Друзья отца… друзья или не друзья, они постоянно, хотя и нерегулярно появлялись у них в доме. Они ездили на огромных американских машинах, носили светлые шелковые костюмы, широкополые шляпы, толстенные золотые перстни. Они заходили в маленькую отцовскую студию, пахнувшую скипидаром и масляными красками, смотрели написанные отцом картины, иногда покупали. Случалось, что маленький Курт не решался войти в студию, прятался среди старого барахла, сваленного в углу, среди изъеденных мышами старых полотен, и с замиранием сердца и страхом слушал, как они торговались. Торговля всегда сопровождалась звучными глотками из коньячной фляжки. Он прекрасно понимал, что тем, что они не голодают, они обязаны Шелковым Валетам, как он называл их в своем дневнике. Это были священные минуты, когда сделка наконец заключалась и руки в перстнях начинали отсчитывать банкноты, которые отец с поклоном совал в карман.

Он помнит до сих пор эти разговоры, короткие фразы, сопровождающиеся слабыми протестами отца и кудахтающими смешками гостей.

«Три пейзажа с глухарем и семь – без», – доносились до него обрывки разговора. Отец копался в готовых полотнах, выкладывал их на стол, и тут же появлялись деньги. Ему было девять лет, он стоял в темноте, задыхаясь от резкого запаха скипидара, и, помнится, думал тогда, что это и есть взрослая жизнь и что нечто подобное ожидает в будущем и его, после седьмого класса народной школы или, может быть, девятого, он, к своему удивлению, точно не помнил.

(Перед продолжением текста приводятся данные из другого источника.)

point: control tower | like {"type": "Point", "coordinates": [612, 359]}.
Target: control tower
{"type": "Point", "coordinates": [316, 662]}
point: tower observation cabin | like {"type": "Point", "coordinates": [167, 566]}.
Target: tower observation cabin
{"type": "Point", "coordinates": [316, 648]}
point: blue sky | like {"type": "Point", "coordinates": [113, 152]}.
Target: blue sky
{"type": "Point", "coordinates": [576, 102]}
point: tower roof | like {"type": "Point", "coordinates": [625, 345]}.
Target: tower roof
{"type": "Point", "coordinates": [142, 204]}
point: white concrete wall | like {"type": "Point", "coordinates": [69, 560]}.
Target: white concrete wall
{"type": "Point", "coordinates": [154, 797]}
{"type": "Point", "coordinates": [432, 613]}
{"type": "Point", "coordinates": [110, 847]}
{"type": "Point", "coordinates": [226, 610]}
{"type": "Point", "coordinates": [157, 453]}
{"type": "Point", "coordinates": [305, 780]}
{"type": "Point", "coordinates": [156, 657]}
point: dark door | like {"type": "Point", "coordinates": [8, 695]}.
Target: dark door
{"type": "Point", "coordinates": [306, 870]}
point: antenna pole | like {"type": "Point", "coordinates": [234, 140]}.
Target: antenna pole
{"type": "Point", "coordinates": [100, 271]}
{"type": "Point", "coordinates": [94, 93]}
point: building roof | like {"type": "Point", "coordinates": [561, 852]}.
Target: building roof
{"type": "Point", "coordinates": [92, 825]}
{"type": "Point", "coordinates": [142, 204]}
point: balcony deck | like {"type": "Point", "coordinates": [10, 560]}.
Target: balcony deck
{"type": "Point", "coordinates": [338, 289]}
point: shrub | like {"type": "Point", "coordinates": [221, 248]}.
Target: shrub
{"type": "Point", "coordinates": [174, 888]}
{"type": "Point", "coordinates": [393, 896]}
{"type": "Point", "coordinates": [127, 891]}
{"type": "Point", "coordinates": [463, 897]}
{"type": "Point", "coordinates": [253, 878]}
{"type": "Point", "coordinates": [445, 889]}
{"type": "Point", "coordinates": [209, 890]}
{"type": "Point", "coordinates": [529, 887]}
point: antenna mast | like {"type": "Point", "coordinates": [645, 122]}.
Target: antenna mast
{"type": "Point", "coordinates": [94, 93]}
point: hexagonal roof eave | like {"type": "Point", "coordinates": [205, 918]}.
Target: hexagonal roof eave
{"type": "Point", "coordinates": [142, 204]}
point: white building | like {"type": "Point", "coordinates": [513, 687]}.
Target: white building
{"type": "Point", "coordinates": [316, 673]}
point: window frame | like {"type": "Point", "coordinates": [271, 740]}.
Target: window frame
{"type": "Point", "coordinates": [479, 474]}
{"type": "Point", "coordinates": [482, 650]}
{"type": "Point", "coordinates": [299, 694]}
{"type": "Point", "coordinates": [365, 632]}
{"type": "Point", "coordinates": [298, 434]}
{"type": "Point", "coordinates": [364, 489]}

Потом он улучал момент и появлялся в студии, когда надо было относить полотна в сверкающие автомобили, их складывали в багажник или на заднее сиденье. Это был очень важный момент, потому что иногда кто-нибудь из Шелковых Валетов замечал мальчонку и рассеянно совал ему пятерку. Потом они стояли у калитки, смотрели на удаляющуюся машину, и отец презрительно плевал ей вслед и говорил, что его опять обманули.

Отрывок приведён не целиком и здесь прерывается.